Tension Headaches

Tension-type headache (TTH) is the most common type of primary headache, with up to 78 percent of the general population experiencing a headache episode in their lifetime. An estimated 38 percent of people with TTH have experienced a headache within the past year, and studies suggest that most people with TTH experience headache once or twice each month and describe the head pain as moderate in intensity. Like migraine, TTH is more common in women than in men.

The pain of a tension-type headache is often described as a tight band encircling the top of the head, mild to moderate in severity. It differs from migraine and cluster headache in that it is felt on both sides of the head and there is no nausea involved. While a TTH may infrequently cause hypersensitivity to light or sound, as a migraine does, only one of these symptoms usually occurs (not both together as happens frequently with migraine).

A TTH lasts from 30 minutes to seven days and has at least two of the following characteristics:

  • Bilateral (both sides of the head)

  • Pain is tightness or pressure (“viselike”), not pulsating

  • Mild to moderate intensity

  • Not made worse by routine physical activity

In some cases, the head may be tender to the touch (called pericranial tenderness). Pain may be felt in the back of the neck and at the base of the skull. The headache itself may cause sleep problems, irritability, difficulty concentrating, and fatigue.

If tension-type headaches are occurring for fewer than 15 days a month, they are considered episodic tension-type headaches. When tension-type headaches last for hours and are continuous during 15 or more days of the month for a period of longer than three months, they are considered chronic tension-type headaches.


A large U.S. study published in the Journal of the American Medical Association found that men and women with higher levels of education were more likely to experience tension-type headache. The opposite trend has been found in migraine, where lower socioeconomic levels seem to be linked to higher migraine occurrence.

Triggers and Treatment

A headache diary can be useful in diagnosing tension-type headache and in identifying headache trends and triggers. Triggers for TTH can include:

  • Stress and anxiety

  • Sleep problems

  • Poor posture

  • Fasting or skipping meals

  • Overuse of certain medications (e.g., analgesics, cold medications)

  • Hormonal changes

  • Teeth grinding (bruxism)

In addition, TTH can be a symptom of an underlying medical condition. Dental problems, depression, temporomandibular joint dysfunction (TMJ), respiratory tract infections, hypothyroidism, arthritis, and allergies can all be associated with tension-type headache. In most cases, appropriate treatment of the medical condition can resolve tension-type headaches.

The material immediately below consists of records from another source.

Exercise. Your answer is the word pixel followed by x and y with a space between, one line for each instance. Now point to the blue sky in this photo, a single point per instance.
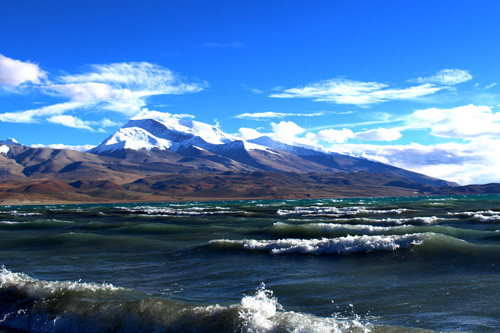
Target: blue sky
pixel 410 83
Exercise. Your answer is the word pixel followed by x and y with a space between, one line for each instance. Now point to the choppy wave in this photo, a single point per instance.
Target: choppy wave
pixel 44 306
pixel 340 245
pixel 315 230
pixel 336 211
pixel 179 210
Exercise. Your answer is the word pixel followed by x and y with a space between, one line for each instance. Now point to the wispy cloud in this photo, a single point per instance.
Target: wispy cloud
pixel 120 87
pixel 380 134
pixel 342 91
pixel 14 73
pixel 464 122
pixel 279 115
pixel 225 45
pixel 475 162
pixel 446 77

OTC and prescription pain relievers should be used in the minimum dosage no more than twice a week to avoid what is known as “rebound headache,” or headache caused by medication overuse. Chronic overuse of these drugs can also cause serious gastrointestinal problems and liver damage.

Over-the-counter (OTC) pain relievers such as aspirin, ibuprofen (Motrin, Advil), naproxen sodium (Aleve), and acetaminophen (Tylenol) are all very effective in treating occasional and episodic tension-type headaches. Analgesics combined with caffeine (Excedrin), which constricts blood vessels, may also be useful. When TTH doesn't respond to OTC analgesics, prescription pain relievers may be used.

Some studies have also indicated that acupuncture and biofeedback may be useful in relieving TTH pain. Lifestyle changes are also encouraged to help prevent tension-type headache episodes. Because sedentary lifestyle is a risk factor for developing TTH, starting an exercise routine can help. So can healthy sleep and nutrition habits and stress management and relaxation techniques.